The disciplines and practices of AA are paradoxical in the highest degree, though no crazier than those of drinking, as members never tire of pointing out. Togetherness is overpowering within the group, but outside its members shun each other’s company. There are no Masonic handshakes or code-words. This, too, is motivated by prudence. Alcoholics are typically dysfunctional individuals – particularly with each other. The first informal advice newcomers tend to be given is (1) never borrow money or lend it to a fellow alcoholic; (2) never buy a car from a fellow alcoholic; (3) above all, never fuck a fellow alcoholic. Outside the cloying intimacy of the group, it is a fellowship of strangers.

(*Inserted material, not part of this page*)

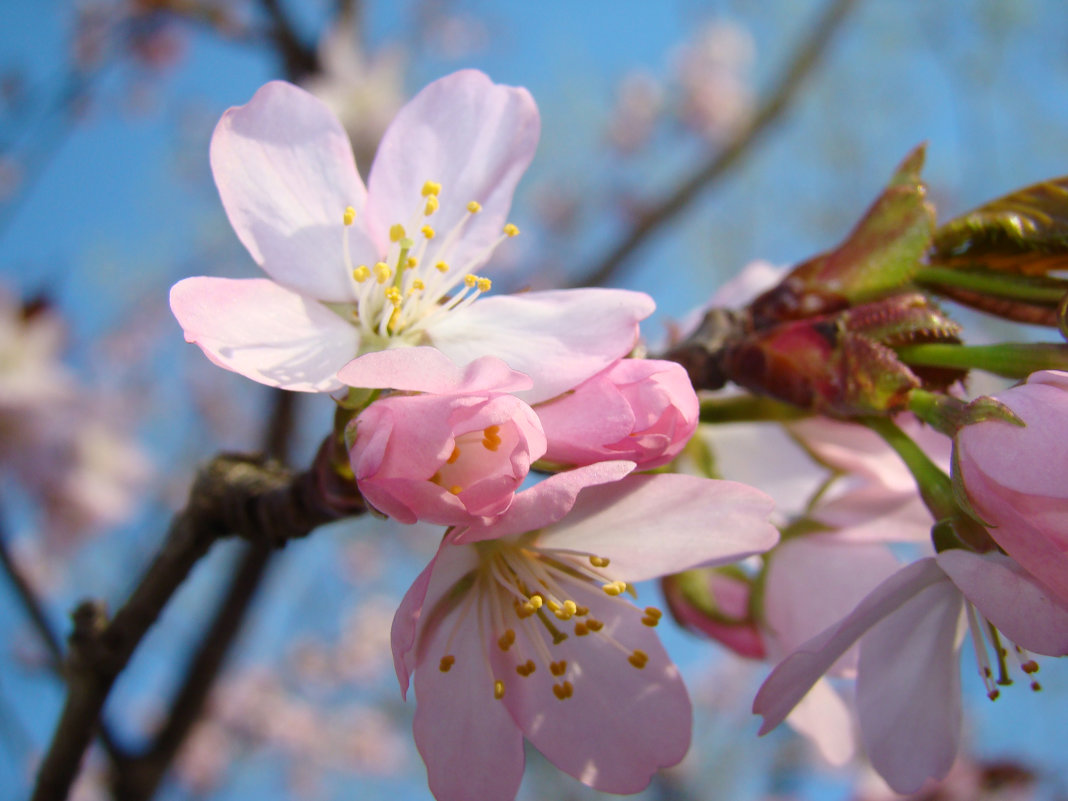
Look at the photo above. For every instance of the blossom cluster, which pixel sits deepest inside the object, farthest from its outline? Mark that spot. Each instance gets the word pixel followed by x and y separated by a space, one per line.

An exception is made for the ‘sponsoring’ relationship – something universally encouraged but not formalised by the Program. Newcomers are always told to immerse themselves in AA: 90 meetings in 90 days is the standard prescription. At its simplest, this is a weaning process; something to fill the huge hole left in the former drinker’s life where booze used to be. It is also, as any psychologist will recognise, standard induction routine, especially when associated with physical exhaustion (few detoxing drunks sleep well). But however many meetings he attends, the newcomer will probably need day-round support: a baby-sitter, that is, to call when a ‘slip’ is imminent – perhaps at some grossly anti-social hour of the night. This is where the ‘sponsor’ comes in.

Necessarily, the sponsor-sponsored relationship flouts the convention whereby rank or status is ignored, along with the prohibition on cross-talk and the anonymity principle. It can lead to emotional dependency and exploitation, although there are safeguards against this. Cross-gender sponsorship is strongly discouraged. Ideally, the sponsor should be the older of the pair (not only in years but in sobriety), allowing a mellowly avuncular relationship to develop. But sponsoring is fraught with difficulty and is a component of the AA system that often goes wrong. It was abuse of the sponsoring relationship that led, most recently, to accusations that AA is a cult, scientology for drunks.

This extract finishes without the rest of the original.